Vistos, relatados e discutidos estes autos de Agravo em Agravo de Instrumento em Recurso de Revista nº TST-Ag-AIRR - 252-94.2021.5.05.0133, em que é Agravante(s) MANOEL NUNES e é Agravado(s) NOLANDIS EMPREENDIMENTOS E PARTICIPAÇÕES LTDA..
Contra a decisão que negou provimento ao agravo de instrumento, a reclamante interpôs o presente agravo.
Aberto o prazo para impugnação do agravo, a parte agravada não apresentou manifestação.
É o relatório.
V O T O
1 - CONHECIMENTO
O recurso é tempestivo e está subscrito por advogado habilitado nos autos.
Satisfeitos os pressupostos de admissibilidade, conheço.
2 - MÉRITO
A parte recorrente não se conforma com a decisão monocrática que negou provimento ao seu agravo de instrumento, nos seguintes termos:
"D E C I S Ã O
AGRAVO DE INSTRUMENTO. RECURSO DE REVISTA. LEI Nº 13.467/2017
Trata-se de agravo de instrumento interposto contra decisão mediante a qual se denegou seguimento ao recurso de revista, nos seguintes termos:
PRESSUPOSTOS EXTRÍNSECOS
Tempestivo o Recurso (Decisão publicada em 23/01/2023 - Id. , protocolado em 01/02/2023 -Id. e0d9859).
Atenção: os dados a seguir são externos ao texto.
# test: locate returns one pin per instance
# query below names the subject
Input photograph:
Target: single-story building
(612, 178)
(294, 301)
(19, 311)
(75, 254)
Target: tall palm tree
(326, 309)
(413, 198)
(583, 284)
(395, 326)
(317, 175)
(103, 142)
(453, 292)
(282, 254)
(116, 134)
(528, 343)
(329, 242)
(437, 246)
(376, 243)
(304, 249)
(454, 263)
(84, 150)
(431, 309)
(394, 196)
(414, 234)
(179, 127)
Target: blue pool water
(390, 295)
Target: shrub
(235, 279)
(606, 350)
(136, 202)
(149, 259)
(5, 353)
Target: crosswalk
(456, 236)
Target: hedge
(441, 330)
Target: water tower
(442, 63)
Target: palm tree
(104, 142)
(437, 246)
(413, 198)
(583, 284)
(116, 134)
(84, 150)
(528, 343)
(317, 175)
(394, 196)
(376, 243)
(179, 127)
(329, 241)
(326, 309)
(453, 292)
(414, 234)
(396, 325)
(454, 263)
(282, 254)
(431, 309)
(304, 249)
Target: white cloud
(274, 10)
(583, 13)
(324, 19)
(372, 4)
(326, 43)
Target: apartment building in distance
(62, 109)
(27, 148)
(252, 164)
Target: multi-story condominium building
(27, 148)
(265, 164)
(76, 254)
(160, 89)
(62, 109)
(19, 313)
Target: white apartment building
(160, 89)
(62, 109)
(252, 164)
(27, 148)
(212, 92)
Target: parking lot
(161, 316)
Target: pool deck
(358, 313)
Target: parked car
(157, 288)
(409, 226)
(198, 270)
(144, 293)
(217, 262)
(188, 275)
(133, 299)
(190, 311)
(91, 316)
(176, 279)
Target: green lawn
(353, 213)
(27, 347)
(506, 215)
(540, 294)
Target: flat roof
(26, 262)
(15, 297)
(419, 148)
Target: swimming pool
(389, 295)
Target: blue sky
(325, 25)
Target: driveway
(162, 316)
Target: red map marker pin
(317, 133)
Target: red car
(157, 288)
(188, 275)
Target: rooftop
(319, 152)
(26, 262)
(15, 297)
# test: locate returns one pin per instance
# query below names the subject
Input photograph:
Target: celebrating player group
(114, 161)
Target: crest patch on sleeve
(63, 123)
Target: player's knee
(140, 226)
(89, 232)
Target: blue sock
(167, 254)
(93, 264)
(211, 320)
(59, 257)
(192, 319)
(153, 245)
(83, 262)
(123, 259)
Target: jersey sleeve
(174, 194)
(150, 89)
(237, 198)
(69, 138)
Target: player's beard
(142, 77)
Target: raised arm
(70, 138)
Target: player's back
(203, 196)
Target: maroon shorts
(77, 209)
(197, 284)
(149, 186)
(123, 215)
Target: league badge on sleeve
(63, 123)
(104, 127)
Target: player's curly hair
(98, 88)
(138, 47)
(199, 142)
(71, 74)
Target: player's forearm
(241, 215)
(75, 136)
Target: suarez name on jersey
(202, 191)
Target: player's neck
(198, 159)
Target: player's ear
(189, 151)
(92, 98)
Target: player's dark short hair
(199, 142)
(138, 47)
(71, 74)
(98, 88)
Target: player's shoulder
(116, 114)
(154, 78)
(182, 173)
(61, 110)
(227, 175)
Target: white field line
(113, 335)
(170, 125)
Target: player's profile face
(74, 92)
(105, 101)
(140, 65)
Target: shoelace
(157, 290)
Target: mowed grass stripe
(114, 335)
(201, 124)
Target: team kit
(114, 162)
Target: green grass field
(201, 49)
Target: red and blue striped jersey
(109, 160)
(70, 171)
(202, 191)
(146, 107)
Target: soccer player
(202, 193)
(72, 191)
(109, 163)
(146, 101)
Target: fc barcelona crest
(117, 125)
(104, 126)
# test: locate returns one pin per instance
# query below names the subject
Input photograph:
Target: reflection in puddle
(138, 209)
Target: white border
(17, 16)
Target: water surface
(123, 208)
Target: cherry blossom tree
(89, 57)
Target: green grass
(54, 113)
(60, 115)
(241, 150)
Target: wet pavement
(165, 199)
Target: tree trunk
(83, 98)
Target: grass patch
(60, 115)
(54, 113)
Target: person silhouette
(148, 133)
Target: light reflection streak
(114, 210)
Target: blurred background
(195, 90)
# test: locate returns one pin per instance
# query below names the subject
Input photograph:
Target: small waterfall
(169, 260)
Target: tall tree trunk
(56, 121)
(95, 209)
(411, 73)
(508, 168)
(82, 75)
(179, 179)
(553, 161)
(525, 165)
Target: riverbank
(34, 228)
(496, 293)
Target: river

Regular a representação processual, Id. 43f779e.
Dispensado o preparo, Id. 4fa94b2.
PRESSUPOSTOS INTRÍNSECOS
Considerando o disposto no art. 896-A, § 6º, da CLT (inserido pela Lei 13.467/17), o juízo de admissibilidade deste Recurso de Revista se limita à análise dos pressupostos intrínsecos e extrínsecos, não abrangendo o critério da transcendência das questões nele veiculadas.
DURAÇÃO DO TRABALHO / INTERVALO INTRAJORNADA.
DIREITO PROCESSUAL CIVIL E DO TRABALHO / PROCESSO E PROCEDIMENTO / PROVAS / ÔNUS DA PROVA.
Constou no acórdão:
Consoante já apontado, trata-se de contrato de emprego constituído inteiramente sob a égide da Lei 13.467/17 em 05.08.2019.
Com relação a todas as alegações contidas neste tópico, registre-se que o julgamento proferido pelo Colegiado Regional está lastreado na dilação probatória dos autos. Assim, somente com o revolvimento do substrato fático-probatório seria possível sua reforma, aspecto que torna inviável a admissibilidade do Apelo, conforme previsão contida na Súmula nº 126 da Superior Corte Trabalhista, inclusive por divergência jurisprudencial.
Uma vez dirimida a controvérsia mediante aplicação da solução que melhor se ajusta ao caso concreto, não se observa possível violação aos dispositivos constitucionais e legais invocados, assim como possível contrariedade à jurisprudência uniformizada do TST, inviabilizando a admissibilidade do Recurso de Revista, sob o prisma do art. 896, a, e c, da CLT.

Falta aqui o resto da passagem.